Every detail was manifest—the mast, the cordage, the sleeping sailors below, the watching group by the shrouds, and, right away astern, the startled helmsmen motionless as statues of bronze.
Then with a long grinding noise the ship seemed suddenly lifted up in the water, jerked forward, and then dropped again. She began to heel over a little out of the perpendicular, and then remained still, stranded upon an unknown and mysterious shore, where the waves were all asleep. Still the white mist circled round them.
“Comrades,” said Ulysses, “we are brought here by no chance of wind and waves. Some god has done this thing, but whether for weal or woe I cannot tell. Let us land upon the beach and lie down with our weapons within sound of the sea till dawn. At sunrise we shall know where the god has brought us.”
They landed at the order, and with the supreme indifference of the adventurer lay upon the shore and slept out the remainder of the night. But Ulysses had a prescience of harm, and was full of sinister forebodings. He did not sleep, but paced through the mist all night in a little beaten track among the boulders. He prayed long and earnestly to Athene.
When the first faint hintings of dawn brightened through the mist a little breeze arose, and before the sky was more than faintly flushed with day the night fog was blown away like thistledown.
As the sun climbed up the sky the companions found that they had been carried to a scene of singular beauty.

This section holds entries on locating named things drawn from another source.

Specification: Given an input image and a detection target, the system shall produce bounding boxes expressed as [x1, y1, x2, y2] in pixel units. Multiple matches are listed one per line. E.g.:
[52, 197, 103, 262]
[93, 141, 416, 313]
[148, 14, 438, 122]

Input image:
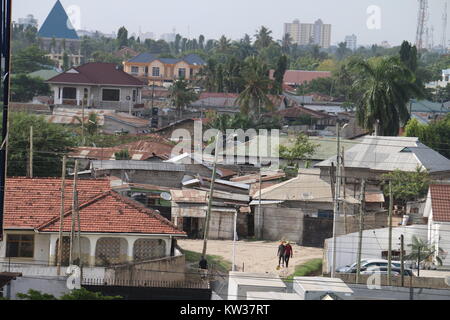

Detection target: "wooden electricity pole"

They were on an island, a small, rich place at the mouth of a great bay. Rich level grass meadows, green as bright enamel and brilliant with flowers, sloped gently down to the violet sea. Behind was a thickly-wooded hill, at the foot of which was a sparkling spring surrounded by a tall grove of poplar trees.
In the leafy wood the wild goats leapt under the wild vine trees like Pan at play, as fearless of the intruders as if they had never seen men before. All the bright morning the sailors made the wood ring with happy laughter as they speared the goats for a feast. All trouble passed from their minds, and as the spears flashed swiftly through the green wood the shrill, jocund voices of the hunters made all the island musical. Ulysses plunged into a translucent pool at the foot of the spring, and the cool water flashed like diamonds over his strong brown arms, and he looked indeed as if he were some river-god and this his fairy home.
All day long they feasted and drank wine which they had brought in skins from Lotus Land. When night was falling, very still and gentle, they saw the blue smoke of fires over the bay, on the mainland, about a mile away, and the bleating of many sheep and the lowing of herds came to them over the wine-coloured sea.
Ever and again voices could be heard—strange resonant voices. “That must be the country of some strange gods,” the sailors said to each other. “Those are no mortal voices. We are come into some great peril.” Before they slept they sacrificed a goat on the seashore to Zeus, that he might guard them from any coming harm.
In the morning the king prepared for action. It was necessary to find upon what shores they had arrived, to get direction of Ithaca, and if treasure was to be won by force or guile, to take the opportunity which chance or the gods had sent.